В последнее время было, впрочем, несколько литературных явлений, несколько замечательных.
3-го дня вышел 1-й номер «Современника» с «Воеводой (Сон на Волге)» Островского. Не знаю, что такое; еще не читал, за корректурами сидел; одни говорят, что это лучшее, что написал Островский, другие не знают, что сказать.
Посылаю Вам при этом через контору Гинцбурга перевод в 300 руб.

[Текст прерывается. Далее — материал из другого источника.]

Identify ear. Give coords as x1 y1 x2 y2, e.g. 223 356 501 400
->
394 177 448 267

Анненков говорил, что Вы нескоро к нам приедете. Правда ли это?*
Кстати: удивляюсь, почему Вы считаете, что рассказ Ваш «Собака» (которого я не читал) так маловажен, что выйти с ним теперь значит повредить себе в литературе.* Странно мне это, Иван Сергеевич! Разве Вы можете повредить себе, хотя бы и маловажным рассказом?* Ну что ж из того, что явится Ваш маленький рассказ прежде большой поэмы? Кто ж не писал маленьких рассказов?
До свиданья.
Вам наипреданнейший
Федор Достоевский.
91. А. Е. Врангелю*
31 марта — 14 апреля 1865. Петербург
Петербург, 31 марта/65.
Милый, добрый друг мой Александр Егорович, я понимаю, что Вы должны были очень удивиться и, конечно, судя по чувствам Вашим ко мне, оскорбиться моим молчанием в ответ на оба Ваши задушевные, добрейшие письма. Не удивляйтесь и не оскорбляйтесь. Я Вам тотчас же хотел тогда ответить, и не мог. Почему? Прочтете ниже. Но Вас, друга моего в то время, когда у меня не было друзей, свидетеля и моего бесконечного счастья, и моего страшного горя (помните ту ночь в лесу, под Семипалатинском, когда мы их провожали);* друга моего и потом здесь, в Петербурге, ходатая за меня,* — Вас мог ли бы я забыть? Напротив, во все эти годы много раз я об Вас думал и вспоминал. Но что была моя жизнь в это время. Я Вам обязан объяснением и даже отчетом, чтоб разъяснить мое недавнее молчание на Ваши письма. Слушайте же, напишу Вам всю мою историю за всё время, — впрочем, не всю, этого нельзя, потому что в подобных случаях в письмах главнейшего никогда не расскажешь. Иное просто не могу рассказывать. А потому расскажу Вам лучше, по возможности вкратце, последний год моей жизни.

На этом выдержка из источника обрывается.